My intuition is that it is not possible because the profinite approach fails. More precisely, for each natural $t$, let ${\Bbb N}_t = \{0, 1, \ldots, t \}$. Then $({\Bbb N}_t, \max)$ is a finite (and hence compact Hausdorff for the discrete topology) monoid. Furthermore, the map $$ f_t: ({\Bbb N}, \max) \to ({\Bbb N}_t, \max) \text{ defined by } f_t(x) = \min(x, t) $$ is a monoid morphism. Thus one can embed $({\Bbb N}, \max)$ into the compact Hausdorff product monoid $\prod_{t \in {\Bbb N}}({\Bbb N}_t, \max)$ by identifying $n$ with $(0, 1, 2, \ldots, n, n, n, \ldots)$. Unfortunately, $({\Bbb N}, \max)$ is not closed for this topology, since the sequence $u_n = (0, 1, 2, \ldots, n, n, n, \ldots)$ converges to $(0, 1, 2, \ldots, n, n+1, n+2, \ldots)$.

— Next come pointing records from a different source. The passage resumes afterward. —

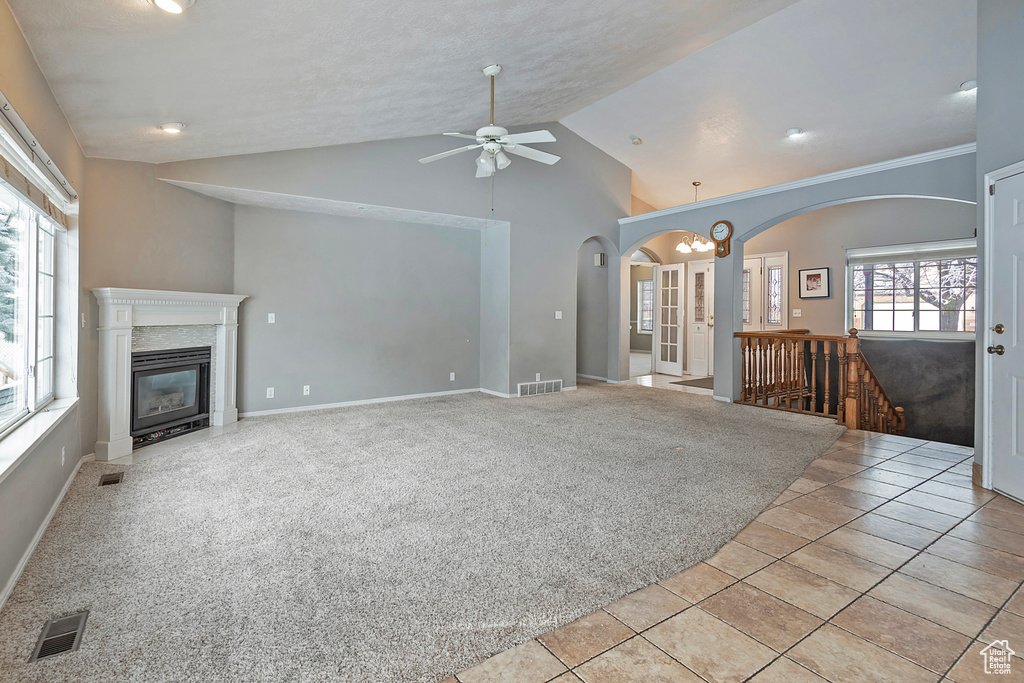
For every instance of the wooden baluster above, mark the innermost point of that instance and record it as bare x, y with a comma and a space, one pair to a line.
841, 388
814, 377
852, 380
826, 409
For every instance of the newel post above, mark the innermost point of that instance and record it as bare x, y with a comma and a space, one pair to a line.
853, 380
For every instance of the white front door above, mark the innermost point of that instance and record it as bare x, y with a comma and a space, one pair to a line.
753, 305
700, 317
668, 343
1006, 282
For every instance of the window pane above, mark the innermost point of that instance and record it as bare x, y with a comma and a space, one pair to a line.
929, 321
775, 295
14, 223
44, 379
747, 296
44, 338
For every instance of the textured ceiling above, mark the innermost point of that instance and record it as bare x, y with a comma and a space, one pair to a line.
263, 75
868, 80
333, 207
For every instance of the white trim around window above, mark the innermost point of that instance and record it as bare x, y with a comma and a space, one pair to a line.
915, 280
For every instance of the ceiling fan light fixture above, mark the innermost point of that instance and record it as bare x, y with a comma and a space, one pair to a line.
173, 6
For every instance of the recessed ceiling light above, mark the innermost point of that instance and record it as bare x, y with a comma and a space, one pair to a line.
173, 6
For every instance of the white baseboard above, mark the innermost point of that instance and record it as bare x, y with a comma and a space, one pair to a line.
9, 588
496, 393
346, 403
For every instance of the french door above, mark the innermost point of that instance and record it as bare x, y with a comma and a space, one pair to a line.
668, 343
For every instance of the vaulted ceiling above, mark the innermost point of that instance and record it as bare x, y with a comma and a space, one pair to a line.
709, 85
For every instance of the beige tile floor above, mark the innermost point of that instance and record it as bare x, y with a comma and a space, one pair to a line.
883, 562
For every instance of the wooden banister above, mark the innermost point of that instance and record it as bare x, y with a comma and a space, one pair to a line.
793, 370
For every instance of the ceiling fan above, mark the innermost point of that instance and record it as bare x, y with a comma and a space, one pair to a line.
496, 140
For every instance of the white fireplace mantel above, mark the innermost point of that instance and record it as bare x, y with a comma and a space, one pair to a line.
122, 309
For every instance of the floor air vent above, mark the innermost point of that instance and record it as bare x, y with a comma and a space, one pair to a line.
60, 635
108, 479
537, 388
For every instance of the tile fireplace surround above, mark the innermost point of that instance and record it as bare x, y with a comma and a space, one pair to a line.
121, 310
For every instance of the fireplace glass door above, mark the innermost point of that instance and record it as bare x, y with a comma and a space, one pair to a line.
166, 394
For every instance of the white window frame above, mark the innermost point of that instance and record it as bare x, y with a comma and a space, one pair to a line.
640, 329
36, 399
925, 251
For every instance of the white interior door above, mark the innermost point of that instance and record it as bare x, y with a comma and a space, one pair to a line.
668, 343
1006, 282
753, 302
700, 317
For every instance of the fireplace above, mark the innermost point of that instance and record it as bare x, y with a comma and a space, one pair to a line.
170, 393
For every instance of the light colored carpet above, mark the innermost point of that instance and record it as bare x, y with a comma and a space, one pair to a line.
395, 542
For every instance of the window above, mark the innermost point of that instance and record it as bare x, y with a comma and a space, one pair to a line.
747, 296
927, 289
645, 304
774, 295
27, 249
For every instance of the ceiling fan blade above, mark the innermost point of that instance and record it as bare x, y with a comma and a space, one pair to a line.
529, 153
450, 153
529, 138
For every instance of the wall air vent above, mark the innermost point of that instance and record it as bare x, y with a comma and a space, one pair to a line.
108, 479
59, 635
537, 388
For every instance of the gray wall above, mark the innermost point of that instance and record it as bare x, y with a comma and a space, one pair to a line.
365, 308
582, 196
638, 341
140, 232
30, 491
821, 238
592, 311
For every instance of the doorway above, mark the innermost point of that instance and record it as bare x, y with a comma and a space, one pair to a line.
1004, 340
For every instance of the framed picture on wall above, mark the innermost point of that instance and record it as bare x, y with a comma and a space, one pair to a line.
815, 284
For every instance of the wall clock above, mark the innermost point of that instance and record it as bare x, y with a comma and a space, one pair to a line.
721, 232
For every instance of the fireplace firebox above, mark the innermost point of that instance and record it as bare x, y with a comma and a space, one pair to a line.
170, 393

But perhaps some other topology would work... I also tried to use the fact that a countable compact Hausdorff space contains at least one isolated point, but it does not seem to help. I am probably missing some elementary argument, and help would be welcome.
Suppose for contradiction that we have found a topology on $\mathbb{N}$ making it a compact Hausdorff monoid wrt $\max$.
Since $\mathbb{N}$ is infinite and compact, it cannot be the case that every singleton subset of $\mathbb{N}$ is open. So, let $m$ be a natural number such that $\{m\}$ is not open.
Also, we can write $\mathbb{N}$ as the union $\bigcup_{n \in \mathbb{N}} \{n\}$ of closed sets, and thus (by the Baire category theorem) there is some $n_0 \in \mathbb{N}$ such that $\{n_0\}$ is open. Then $\mathbb{N} \setminus \{n_0\}$ is again compact Hausdorff, and we can repeat the argument to obtain another point $n_1$ such that $\{n_1\}$ is open. Etc., so we conclude that there are infinitely many clopen points in $\mathbb{N}$.
So, let $N \in \mathbb{N}$ be such that $m < N$ and $\{N\}$ is open. Then $\max^{-1}(\{N\})$ is open in $\mathbb{N} \times \mathbb{N}$. Since $(m,N) \in \max^{-1}(\{N\})$, there exist open sets $U,V \subseteq \mathbb{N}$ such that $(m,N) \in U \times V \subseteq \max^{-1}(\{N\})$. In particular, $U$ and $V$ are finite.
Since $U$ is finite and open, we have that $\{u\}$ is open for all $u \in U$ (using the fact that $\mathbb{N}$ is Hausdorff). But also we have $m \in U$, so we conclude that $\{m\}$ is open, contradicting our choice of $m$. $\square$